Quando o Saci terminou o trabalho, todos exclamaram surpresos “Ohhh!” e a Mula riu alto.

De repente, a égua percebeu que a Mula se vingava.

— O que você fez com a minha crina?— ela perguntou para a Mula.

Mas a mula já estava longe, voltava para a mata ciente de que fizera a coisa certa.

A égua desesperada perguntava aos animais que mal podiam acreditar na atitude da Mula e não respondiam.

Sem saber como estava sua aparência, a égua desandou a chorar.

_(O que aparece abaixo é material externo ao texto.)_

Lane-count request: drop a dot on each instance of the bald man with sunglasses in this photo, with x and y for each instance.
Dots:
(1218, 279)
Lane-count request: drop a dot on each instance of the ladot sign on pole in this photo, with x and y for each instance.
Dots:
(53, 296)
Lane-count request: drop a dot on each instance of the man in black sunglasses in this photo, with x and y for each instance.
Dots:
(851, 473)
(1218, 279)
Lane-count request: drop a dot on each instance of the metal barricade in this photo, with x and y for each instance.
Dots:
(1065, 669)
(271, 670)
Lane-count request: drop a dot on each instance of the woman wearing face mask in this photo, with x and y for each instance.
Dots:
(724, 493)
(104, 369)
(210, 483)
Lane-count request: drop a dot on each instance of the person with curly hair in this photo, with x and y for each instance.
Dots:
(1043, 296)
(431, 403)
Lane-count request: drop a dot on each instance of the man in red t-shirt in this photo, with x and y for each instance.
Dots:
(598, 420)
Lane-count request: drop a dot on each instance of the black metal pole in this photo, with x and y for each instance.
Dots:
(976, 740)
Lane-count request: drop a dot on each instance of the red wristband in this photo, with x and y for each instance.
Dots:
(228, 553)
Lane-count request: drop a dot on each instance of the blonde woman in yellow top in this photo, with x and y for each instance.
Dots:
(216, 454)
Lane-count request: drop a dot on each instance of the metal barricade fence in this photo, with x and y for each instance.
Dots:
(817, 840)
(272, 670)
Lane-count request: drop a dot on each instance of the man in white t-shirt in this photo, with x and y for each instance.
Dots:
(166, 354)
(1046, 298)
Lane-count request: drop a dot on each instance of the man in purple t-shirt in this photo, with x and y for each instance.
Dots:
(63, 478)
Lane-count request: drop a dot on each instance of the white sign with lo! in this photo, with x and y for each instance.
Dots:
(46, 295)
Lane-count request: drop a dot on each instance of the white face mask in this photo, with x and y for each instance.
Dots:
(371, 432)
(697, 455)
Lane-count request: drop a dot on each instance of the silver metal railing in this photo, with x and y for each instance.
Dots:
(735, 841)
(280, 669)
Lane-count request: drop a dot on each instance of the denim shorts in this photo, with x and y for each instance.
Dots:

Vendo que o castigo já fora o suficiente, os animais mandaram que a égua olhasse o próprio reflexo na água do coxo.

Até a égua se surpreendeu.

O Saci fizera um ótimo trabalho. Suas crinas estavam mais bonitas do que nunca e ali, olhando a água, vendo sua cara de bocó, a égua sentiu toda a vergonha do mundo.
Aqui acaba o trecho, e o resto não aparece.